Now, launch Jupyter Notebook on your local machine:

jupyter notebook

Troubleshooting pyarrow related issues

Snowflake Environment Setup

Create a fresh database in your Snowflake account for the following labs. Login to Snowsight and issue the following command:

CREATE DATABASE SNOWPARK_BEST_PRACTICES_LABS;

We'll also standardize the warehouse we will use for the following labs. Run the following command:

CREATE OR REPLACE WAREHOUSE compute_wh WAREHOUSE_SIZE=SMALL INITIALLY_SUSPENDED=TRUE;

Edit the credentials.json file

Throughout all the following labs, we will need to connect your notebook IDE to Snowflake. This is done via a credentials file. Edit the credentials.json file found in the cloned repo with your Snowflake account information.

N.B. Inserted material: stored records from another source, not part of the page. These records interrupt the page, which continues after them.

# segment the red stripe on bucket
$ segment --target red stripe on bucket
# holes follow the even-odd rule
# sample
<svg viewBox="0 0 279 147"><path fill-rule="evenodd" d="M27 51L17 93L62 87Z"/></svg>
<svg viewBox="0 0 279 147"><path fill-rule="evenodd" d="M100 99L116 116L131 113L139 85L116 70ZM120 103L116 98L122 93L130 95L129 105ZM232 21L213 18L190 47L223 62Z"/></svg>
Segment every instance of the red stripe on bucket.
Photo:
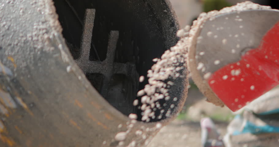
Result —
<svg viewBox="0 0 279 147"><path fill-rule="evenodd" d="M248 51L237 62L219 69L208 82L234 111L279 85L279 22L266 34L258 48Z"/></svg>

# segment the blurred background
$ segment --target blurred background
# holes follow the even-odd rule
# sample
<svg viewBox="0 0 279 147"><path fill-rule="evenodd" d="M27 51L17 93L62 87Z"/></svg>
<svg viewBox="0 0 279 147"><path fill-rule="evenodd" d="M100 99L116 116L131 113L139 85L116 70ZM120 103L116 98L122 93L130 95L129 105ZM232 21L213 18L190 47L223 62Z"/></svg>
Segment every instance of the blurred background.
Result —
<svg viewBox="0 0 279 147"><path fill-rule="evenodd" d="M170 0L182 28L191 25L203 12L220 10L224 7L244 2L242 0ZM254 0L255 3L279 8L278 0ZM176 119L162 128L148 147L198 147L201 146L199 121L204 117L214 121L221 134L226 133L226 127L234 114L225 106L221 108L206 102L205 98L190 79L190 86L183 109Z"/></svg>

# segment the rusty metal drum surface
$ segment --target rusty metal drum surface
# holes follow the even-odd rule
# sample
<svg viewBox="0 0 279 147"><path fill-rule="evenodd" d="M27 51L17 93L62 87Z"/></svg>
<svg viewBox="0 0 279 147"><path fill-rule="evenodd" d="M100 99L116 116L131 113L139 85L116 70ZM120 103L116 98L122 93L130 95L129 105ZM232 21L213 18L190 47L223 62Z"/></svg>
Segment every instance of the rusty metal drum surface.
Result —
<svg viewBox="0 0 279 147"><path fill-rule="evenodd" d="M127 117L142 112L139 76L178 40L175 16L168 0L0 2L0 146L147 145L185 98L178 78L170 116Z"/></svg>

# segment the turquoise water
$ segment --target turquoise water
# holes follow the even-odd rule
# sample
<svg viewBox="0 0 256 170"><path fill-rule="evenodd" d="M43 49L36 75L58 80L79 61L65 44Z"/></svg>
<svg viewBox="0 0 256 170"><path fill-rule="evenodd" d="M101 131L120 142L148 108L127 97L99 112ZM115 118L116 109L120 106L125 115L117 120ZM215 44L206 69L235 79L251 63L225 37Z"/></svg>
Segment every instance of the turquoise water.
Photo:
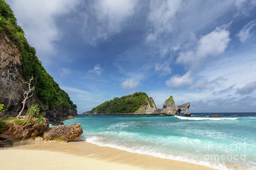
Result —
<svg viewBox="0 0 256 170"><path fill-rule="evenodd" d="M256 113L84 115L82 139L100 146L221 169L256 169Z"/></svg>

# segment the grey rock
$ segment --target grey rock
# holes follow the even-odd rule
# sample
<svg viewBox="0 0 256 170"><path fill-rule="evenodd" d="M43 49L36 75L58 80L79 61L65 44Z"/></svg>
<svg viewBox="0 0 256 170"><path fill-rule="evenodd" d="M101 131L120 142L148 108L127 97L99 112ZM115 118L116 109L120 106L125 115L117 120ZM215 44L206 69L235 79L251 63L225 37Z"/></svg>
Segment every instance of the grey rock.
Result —
<svg viewBox="0 0 256 170"><path fill-rule="evenodd" d="M83 133L80 123L73 123L68 125L59 126L49 128L44 132L44 138L46 141L65 143L70 140L75 140Z"/></svg>
<svg viewBox="0 0 256 170"><path fill-rule="evenodd" d="M82 113L82 114L90 114L90 113L91 113L91 111L87 111L87 112L84 112Z"/></svg>
<svg viewBox="0 0 256 170"><path fill-rule="evenodd" d="M24 99L22 88L26 89L27 88L26 84L22 83L19 79L23 78L22 58L18 46L11 42L5 33L0 36L0 103L5 105L4 109L7 109L0 115L0 117L3 119L10 116L15 117L18 115L22 107L21 102ZM32 105L42 103L38 97L33 95L26 102L23 114ZM67 110L63 107L57 107L50 110L48 106L45 105L40 108L40 113L50 120L59 117L77 115L75 110Z"/></svg>
<svg viewBox="0 0 256 170"><path fill-rule="evenodd" d="M177 115L180 113L181 110L184 110L184 114L189 116L191 115L188 110L190 106L190 103L188 102L176 106L175 105L173 97L172 96L171 96L163 105L163 108L160 112L160 114L167 115Z"/></svg>
<svg viewBox="0 0 256 170"><path fill-rule="evenodd" d="M49 123L51 124L52 125L62 125L64 124L64 123L63 122L58 120L50 122L49 122Z"/></svg>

Snowpark is essentially a wrapper that converts Spark or Pandas APIs into SQL when executing and data engineers don't need to spend excessive time to find out how it works behind scenes. This notebook guides you through why we should use Snowpark Dataframe and avoid using Pandas Data Frame.

Though Pandas has tons of really good APIs in day-to-day DE job, the challenge with Pandas is that it does not scale with your data volume linearly due to single-machine processing. For example, Pandas fails with out-of-memory error if it attempts to read a dataset that is larger than the memory available in a single machine.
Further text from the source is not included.